I also found this free, ready-made Around the World in 60 days geography curriculum available from Thriving Family Magazine, which we will edit to fit our needs and use as our understanding of the world comes into focus. This curriculum provides a free map, travel guide, passports and stamps for kids to use as they make stops in each country, and suggests one small idea or activity to do with kids to help them understand that place. We will modify the activities to meet our needs and will do a bit more exploration than just one idea per country or region, but I'm grateful for the free map and passport plan. Fun!

What are you planning for your little ones to help them understand the world around them?


  1. Lovely... and so organized! I have just started sorting and organizing my home school materials! I'm so excited for Grade 1!

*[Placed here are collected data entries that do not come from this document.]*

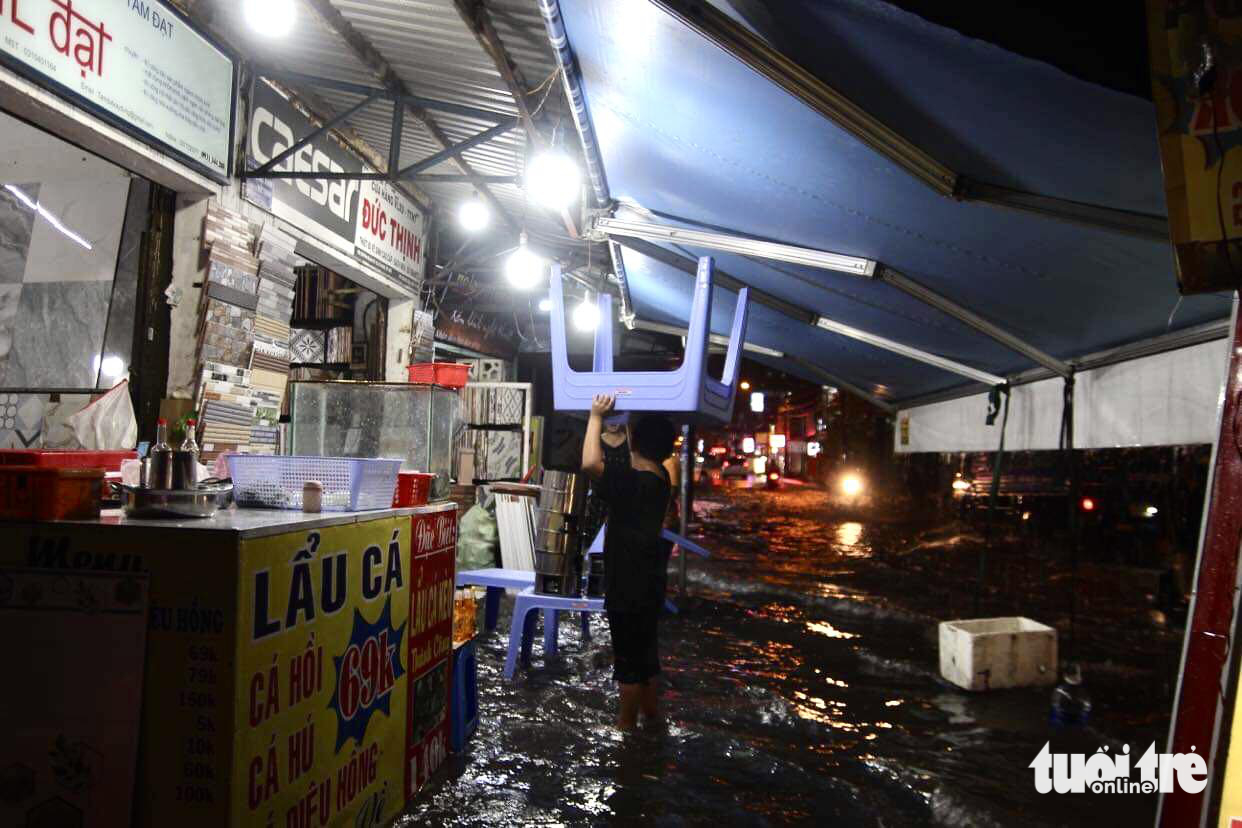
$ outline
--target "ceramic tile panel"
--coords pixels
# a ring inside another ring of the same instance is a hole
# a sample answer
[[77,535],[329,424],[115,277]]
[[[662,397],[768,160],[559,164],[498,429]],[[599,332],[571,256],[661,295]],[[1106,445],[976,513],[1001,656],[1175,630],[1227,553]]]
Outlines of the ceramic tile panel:
[[0,449],[43,447],[45,394],[0,393]]
[[8,187],[15,188],[32,201],[37,202],[39,198],[38,184],[0,186],[0,284],[22,281],[35,220],[34,210]]
[[26,284],[111,282],[129,196],[128,176],[95,181],[44,181],[39,205],[56,217],[35,221],[26,257]]
[[93,388],[111,295],[110,281],[22,285],[0,387]]

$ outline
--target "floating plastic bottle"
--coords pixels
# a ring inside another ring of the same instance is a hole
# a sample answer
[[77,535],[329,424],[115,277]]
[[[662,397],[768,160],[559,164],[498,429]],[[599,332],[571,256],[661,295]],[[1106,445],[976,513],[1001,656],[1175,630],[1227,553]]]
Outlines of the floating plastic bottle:
[[1048,718],[1054,725],[1063,727],[1085,725],[1091,718],[1091,696],[1083,686],[1079,665],[1065,665],[1061,683],[1052,691],[1052,709]]

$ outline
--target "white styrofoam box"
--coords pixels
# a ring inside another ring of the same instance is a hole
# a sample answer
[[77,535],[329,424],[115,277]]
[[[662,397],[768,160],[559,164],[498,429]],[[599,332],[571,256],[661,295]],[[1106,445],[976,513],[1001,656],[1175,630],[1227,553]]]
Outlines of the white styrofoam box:
[[1057,631],[1020,617],[942,621],[940,675],[966,690],[1056,684]]

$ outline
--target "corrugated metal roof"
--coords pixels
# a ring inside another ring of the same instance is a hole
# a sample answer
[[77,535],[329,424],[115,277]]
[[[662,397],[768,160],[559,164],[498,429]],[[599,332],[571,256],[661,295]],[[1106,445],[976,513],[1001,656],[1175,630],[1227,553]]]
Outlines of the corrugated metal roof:
[[[330,0],[333,8],[366,38],[416,95],[448,103],[465,104],[491,112],[516,116],[518,108],[492,58],[462,20],[452,0]],[[252,34],[242,17],[240,3],[217,2],[212,21],[218,33],[243,54],[259,57],[288,71],[378,86],[377,74],[356,55],[341,36],[305,0],[298,3],[298,19],[289,37],[279,41]],[[514,62],[528,84],[537,87],[556,69],[543,19],[535,0],[489,0],[491,15]],[[563,111],[560,83],[552,79],[545,106]],[[360,97],[348,92],[317,87],[294,88],[308,103],[316,102],[324,116],[344,111]],[[531,96],[531,106],[544,100],[545,86]],[[326,105],[326,106],[325,106]],[[453,113],[431,111],[430,117],[453,141],[461,141],[493,124]],[[392,107],[376,102],[346,122],[380,156],[387,157]],[[439,152],[443,145],[418,119],[407,113],[401,141],[401,163],[412,164]],[[519,125],[497,138],[463,153],[480,175],[519,175],[524,167],[527,136]],[[453,160],[423,171],[428,174],[461,174]],[[419,182],[435,206],[448,211],[474,192],[469,182]],[[488,189],[532,235],[548,241],[569,243],[558,216],[528,207],[522,189],[511,184],[489,184]],[[499,222],[499,219],[497,220]]]

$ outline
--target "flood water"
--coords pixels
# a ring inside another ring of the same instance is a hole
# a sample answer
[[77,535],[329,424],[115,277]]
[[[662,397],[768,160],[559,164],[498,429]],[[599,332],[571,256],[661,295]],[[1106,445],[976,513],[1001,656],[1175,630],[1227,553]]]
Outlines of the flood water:
[[956,617],[940,596],[962,588],[952,542],[915,555],[914,528],[833,517],[821,500],[699,502],[716,554],[690,561],[681,614],[661,625],[666,732],[612,727],[602,617],[589,643],[562,623],[551,659],[537,638],[506,682],[506,601],[500,629],[479,638],[479,729],[399,824],[1152,823],[1153,796],[1040,795],[1028,765],[1050,739],[1160,749],[1176,630],[1140,602],[1133,618],[1095,622],[1117,627],[1096,630],[1102,650],[1083,647],[1096,713],[1089,728],[1054,729],[1048,689],[970,694],[940,678],[936,621]]

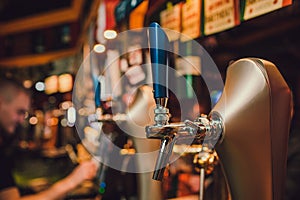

    Wishing you a lovely day.

    1. Hi Jennifer,

      Thanks for the comment! I think this is my favorite time of the year- not just because of the change in seasons- but also because of all the wonderful possibilities the upcoming school year represents to me. I positively tingle to think of all the great things we're going to see and do together!

      Happy homeschooling!

  2. Hi Emily
    Lovely post. Just thinking if you want , my five year old and three year old are quite interested in 'north and south as they say and are fascinated by the fact that when you live in New Zealand like we do, to go abroad you can easily spend all day and night in a plane! If your kids would be interested in a little email back in forward to find out about life down here plus Sydney where my oldest was born we would be happy to oblige or perhaps even exchange a Flat Stanley figure to take photos with? We currently live in Auckland where of course it is Winter (but no snow!)
    Happy learning!

    Shari Tighe

    1. Hi Shari,

      That sounds very exciting! We would love to do a little "pen pal" or Flat Stanley exchange with you all! Send me an email with some details of what you would like to do!


  3. You are so organized. Everything looks so nice. I didn't homeschool my oldest son, who is in his 20s now. He wasn't taught much geography, if any, in school. So I like to be sure his younger siblings, whom we homeschool, are learning geography. One of my son's has taken a liking to it and learned to draw maps of the world free hand. He found some videos on YouTube that really motivated him to do this.
    I wanted to share with you this site where the kids can play geography games...and other educational games.

    Great post!!

    1. Hi Janet,

      Good for you for encouraging your children to explore geography, and even better that you're looking for ways to make it fun and relevant to them. I'll check out the site you shared- thanks for the tip!